Me, Inconsistent? No Way.
For dental clinicians, fallibility is a hard pill to swallow. We’re highly competent individuals, rigorously trained and inherently self-respecting. We could not, in good conscience, take on the risks that accompany most procedures were we not. But those characteristics may explain why we bristle when diagnostic inconsistency is flagged as a widespread problem with concerning implications for the quality of care in our field. “When I review an x-ray, I use my training, not my imagination,” we tell ourselves.
As a dentist, I’m sympathetic to that response, but as someone developing AI diagnostic systems, I’m troubled by it. Eliminating inconsistency is one of AI-assisted diagnostics’ most obvious benefits, but whenever that benefit is plugged publicly––or really when inconsistency concerns of any kind are raised––a vocal contingent invariably cries foul. They argue that inconsistency is neither so widespread nor so harmful as suggested, and that it is due to inexperience and neglect among a small community cohort.

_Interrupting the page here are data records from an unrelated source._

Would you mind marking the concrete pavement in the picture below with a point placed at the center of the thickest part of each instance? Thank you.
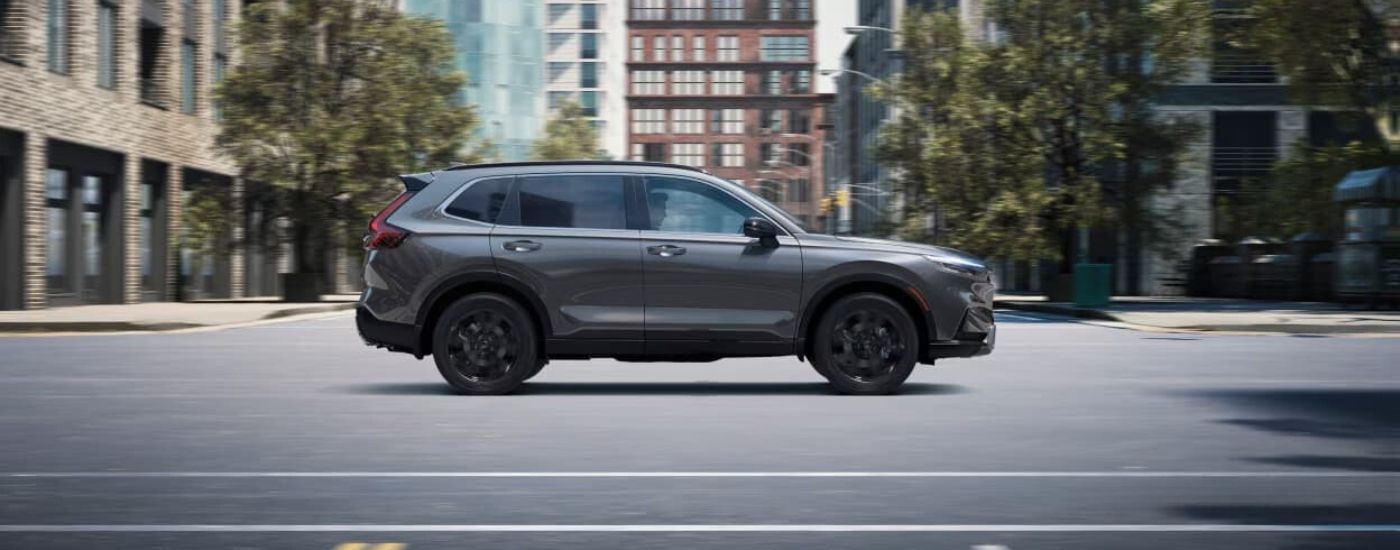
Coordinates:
(294, 435)
(154, 316)
(1245, 316)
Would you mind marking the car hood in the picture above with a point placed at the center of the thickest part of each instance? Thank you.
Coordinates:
(886, 245)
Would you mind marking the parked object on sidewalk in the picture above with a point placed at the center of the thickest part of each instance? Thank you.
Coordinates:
(1368, 259)
(496, 269)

If we were talking about intentional overdiagnosis, overtreatment, and other forms of fraud that have contributed to the unflattering portraits of our profession published over the years, most recently in The Atlantic and USA Today, we could buy the “few rotten apples spoiling the barrel” argument. But, in fact, we’re talking almost entirely about differences of opinion and unintentional mistakes. These can, indeed, be due to inexperience and neglect, but they arise far more often from our individuality and fallibility.

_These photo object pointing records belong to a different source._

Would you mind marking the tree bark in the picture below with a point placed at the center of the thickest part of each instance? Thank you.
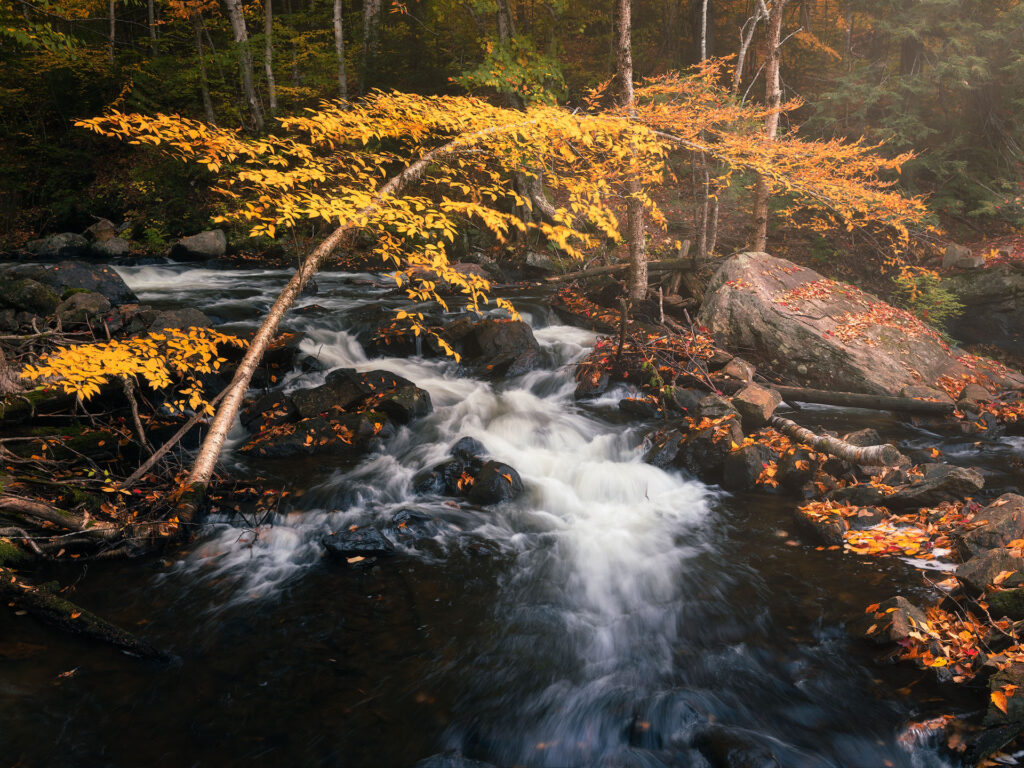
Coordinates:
(210, 450)
(271, 86)
(773, 95)
(241, 35)
(637, 283)
(866, 456)
(339, 49)
(204, 83)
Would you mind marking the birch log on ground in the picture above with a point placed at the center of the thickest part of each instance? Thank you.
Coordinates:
(866, 456)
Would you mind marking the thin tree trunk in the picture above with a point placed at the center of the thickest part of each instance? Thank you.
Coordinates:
(339, 49)
(773, 95)
(271, 87)
(637, 287)
(238, 20)
(204, 82)
(113, 31)
(151, 14)
(210, 451)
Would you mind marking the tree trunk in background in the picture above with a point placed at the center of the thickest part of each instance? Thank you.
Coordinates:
(113, 32)
(204, 83)
(371, 25)
(634, 207)
(271, 87)
(238, 20)
(339, 49)
(151, 14)
(773, 96)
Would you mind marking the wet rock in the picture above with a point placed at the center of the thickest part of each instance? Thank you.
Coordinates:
(113, 248)
(1004, 522)
(267, 411)
(495, 347)
(788, 314)
(468, 449)
(738, 369)
(28, 296)
(716, 407)
(742, 467)
(979, 572)
(77, 275)
(891, 623)
(64, 246)
(731, 748)
(639, 408)
(941, 482)
(83, 307)
(361, 542)
(756, 406)
(496, 482)
(202, 247)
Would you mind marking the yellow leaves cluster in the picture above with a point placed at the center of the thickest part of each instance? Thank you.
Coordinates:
(158, 358)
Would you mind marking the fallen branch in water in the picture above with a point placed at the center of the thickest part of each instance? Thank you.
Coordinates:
(865, 456)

Differences separate all of us, no matter our level of experience, and, though some are loath to admit it, to err is human. Variations in judgment and human errors are routine. Are they harmful? In any single case, usually not, at least not seriously. But across an entire population, their impact is dramatically amplified.

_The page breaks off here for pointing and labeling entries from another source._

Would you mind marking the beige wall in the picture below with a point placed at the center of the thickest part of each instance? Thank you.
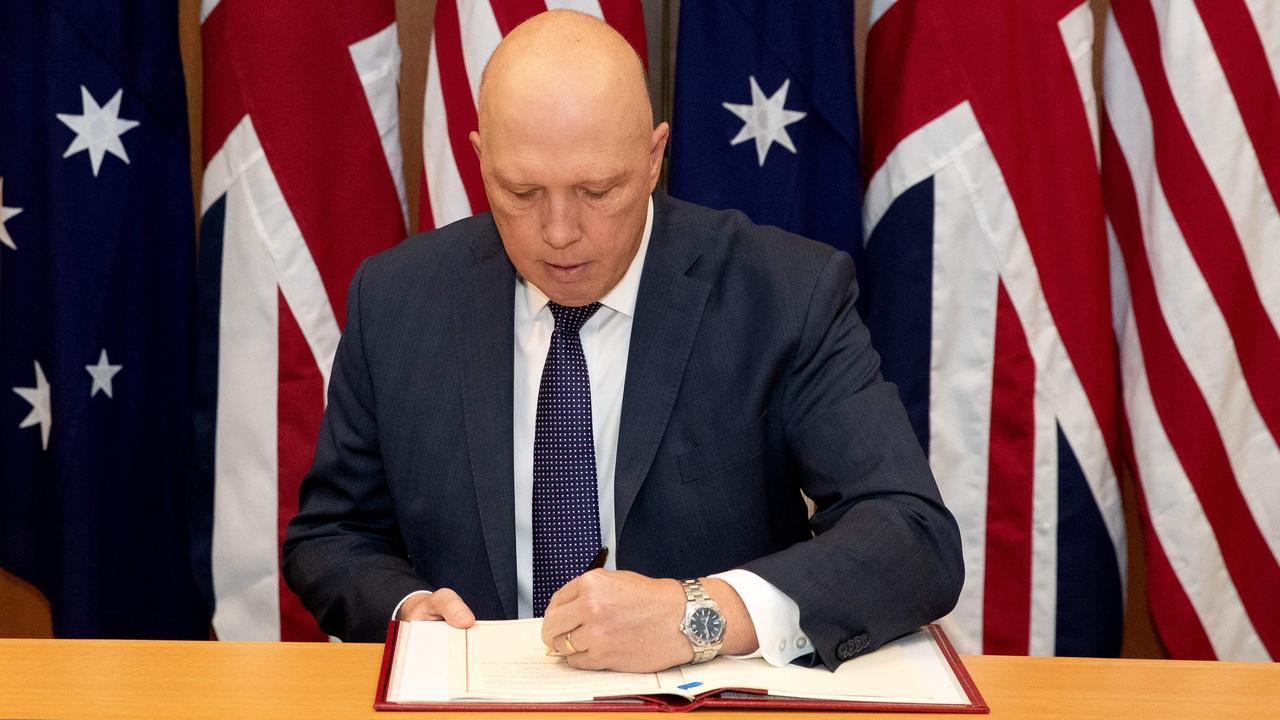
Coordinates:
(24, 614)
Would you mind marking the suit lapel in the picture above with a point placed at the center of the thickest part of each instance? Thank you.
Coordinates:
(485, 331)
(668, 309)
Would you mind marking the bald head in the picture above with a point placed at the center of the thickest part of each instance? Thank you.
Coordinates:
(568, 153)
(565, 60)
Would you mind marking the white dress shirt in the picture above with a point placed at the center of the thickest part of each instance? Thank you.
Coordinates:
(606, 342)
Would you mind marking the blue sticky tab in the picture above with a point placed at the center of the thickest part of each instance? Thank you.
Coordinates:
(688, 686)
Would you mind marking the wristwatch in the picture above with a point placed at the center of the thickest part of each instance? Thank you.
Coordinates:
(703, 623)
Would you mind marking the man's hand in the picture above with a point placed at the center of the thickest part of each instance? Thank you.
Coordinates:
(617, 620)
(440, 605)
(621, 620)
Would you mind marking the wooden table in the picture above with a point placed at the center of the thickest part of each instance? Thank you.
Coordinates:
(265, 680)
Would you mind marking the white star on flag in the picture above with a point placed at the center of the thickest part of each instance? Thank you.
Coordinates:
(40, 410)
(103, 374)
(97, 128)
(766, 119)
(5, 213)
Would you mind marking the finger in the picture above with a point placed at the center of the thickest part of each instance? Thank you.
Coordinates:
(448, 606)
(560, 620)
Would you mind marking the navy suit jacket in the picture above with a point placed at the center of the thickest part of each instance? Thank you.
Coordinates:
(749, 379)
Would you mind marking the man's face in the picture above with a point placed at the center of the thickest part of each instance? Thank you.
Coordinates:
(570, 192)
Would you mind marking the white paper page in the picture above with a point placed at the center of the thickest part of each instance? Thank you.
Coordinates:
(507, 660)
(905, 670)
(420, 666)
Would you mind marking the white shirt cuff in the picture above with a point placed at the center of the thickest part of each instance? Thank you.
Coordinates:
(401, 604)
(775, 615)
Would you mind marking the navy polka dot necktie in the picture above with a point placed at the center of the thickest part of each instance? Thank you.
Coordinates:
(566, 510)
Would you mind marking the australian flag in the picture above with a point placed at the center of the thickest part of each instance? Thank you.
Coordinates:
(766, 117)
(96, 290)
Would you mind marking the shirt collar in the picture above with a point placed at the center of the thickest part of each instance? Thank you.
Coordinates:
(621, 299)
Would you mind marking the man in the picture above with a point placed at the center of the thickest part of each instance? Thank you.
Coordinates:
(597, 365)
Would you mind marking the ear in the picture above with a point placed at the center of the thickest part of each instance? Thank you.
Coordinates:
(657, 147)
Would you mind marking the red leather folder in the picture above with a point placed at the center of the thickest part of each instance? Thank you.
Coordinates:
(713, 700)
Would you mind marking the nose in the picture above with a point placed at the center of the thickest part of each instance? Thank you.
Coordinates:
(561, 222)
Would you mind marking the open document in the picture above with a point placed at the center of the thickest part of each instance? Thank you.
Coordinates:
(504, 665)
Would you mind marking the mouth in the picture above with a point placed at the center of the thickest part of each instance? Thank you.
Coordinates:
(566, 273)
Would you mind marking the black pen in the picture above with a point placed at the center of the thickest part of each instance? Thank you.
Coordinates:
(599, 560)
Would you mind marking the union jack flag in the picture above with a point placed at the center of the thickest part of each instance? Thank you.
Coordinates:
(464, 36)
(988, 297)
(1191, 165)
(302, 181)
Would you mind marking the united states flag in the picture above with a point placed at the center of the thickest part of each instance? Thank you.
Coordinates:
(464, 37)
(1191, 156)
(988, 299)
(302, 181)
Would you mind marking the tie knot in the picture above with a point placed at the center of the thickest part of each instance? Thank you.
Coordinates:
(571, 319)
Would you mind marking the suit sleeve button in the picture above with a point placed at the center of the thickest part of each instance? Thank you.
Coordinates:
(845, 650)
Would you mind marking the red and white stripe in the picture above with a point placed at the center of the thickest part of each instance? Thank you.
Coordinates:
(301, 140)
(1191, 158)
(464, 36)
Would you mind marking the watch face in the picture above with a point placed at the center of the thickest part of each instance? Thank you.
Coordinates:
(707, 625)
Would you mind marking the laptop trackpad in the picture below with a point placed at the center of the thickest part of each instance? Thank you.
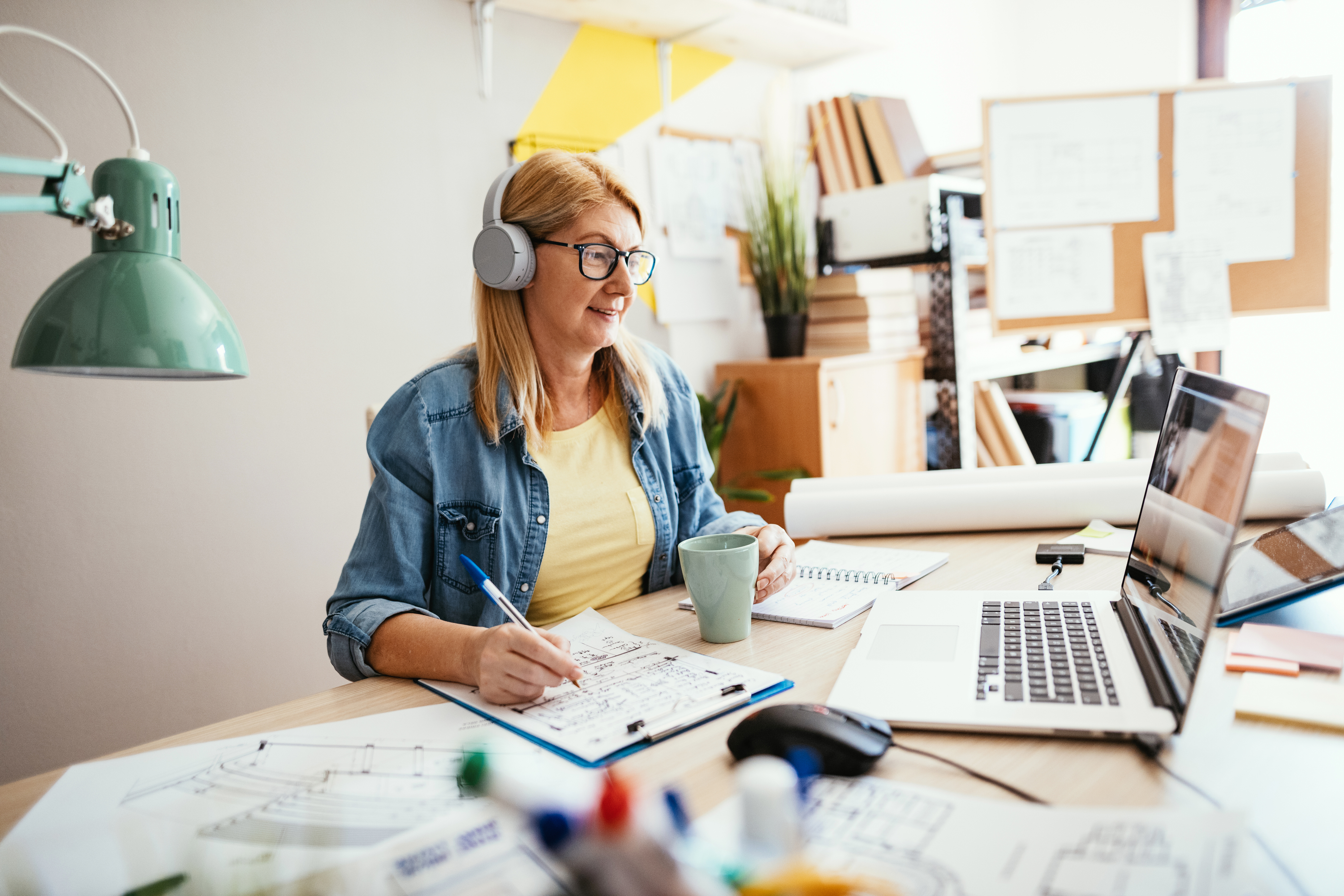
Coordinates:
(920, 644)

Let’s Just Accept It, So We Can Move On
To deny the ubiquity and harm of our inconsistency is a disservice to our profession, our patients, and the future of oral health care. Though the stark results of the DAIC diagnosis and treatment mentioned earlier put a fine point on it, no study is required to draw a direct line from dental diagnosis to treatment. A series of subsequent lines then quickly take you from treatment to patient outcomes and, finally, to overall public health. That’s why widespread inconsistency is a problem. But that’s not the only reason.
Inconsistencies are a cause of friction between dentists and patients, and between dentists and insurers. They increase our vulnerability to malpractice litigation. And they do reputational damage to the profession.
When we can admit our inconsistency problem, we can begin to fix it. We slow down. We undertake our work with extra care. We are not vexed when our patients want a second opinion. We welcome it. We seek it, in fact. And we embrace novel methods to ensure we achieve a consistent standard of care.
The Inconsistency Terminator
Indeed, the advent of AI tools for dentistry just may give us that consistent standard. After all, AI has several big advantages over humans. Speed, for one. Total recall, for another. It never has bad days or loses sensitivity. With an AI assistant, a dentist can no longer be dismissed by a skeptical patient as just another expensive white coat with an opinion. Most people trust computers, and for good reason.
Not that AI replaces the practitioner, as many seem to fear. The ultimate interpretation and treatment decisions will remain ours. But from the patient’s point of view, AI adds scientific objectivity to our individual judgment.
Today, if we want to know what’s on Mars, we don’t rely on vague impressions; we send a probe. Soon, if we want to confirm our interpretation of the light and shadow in an x-ray, we’ll ask an AI to probe it.
But first, we’ll need to learn to admit that we need the help.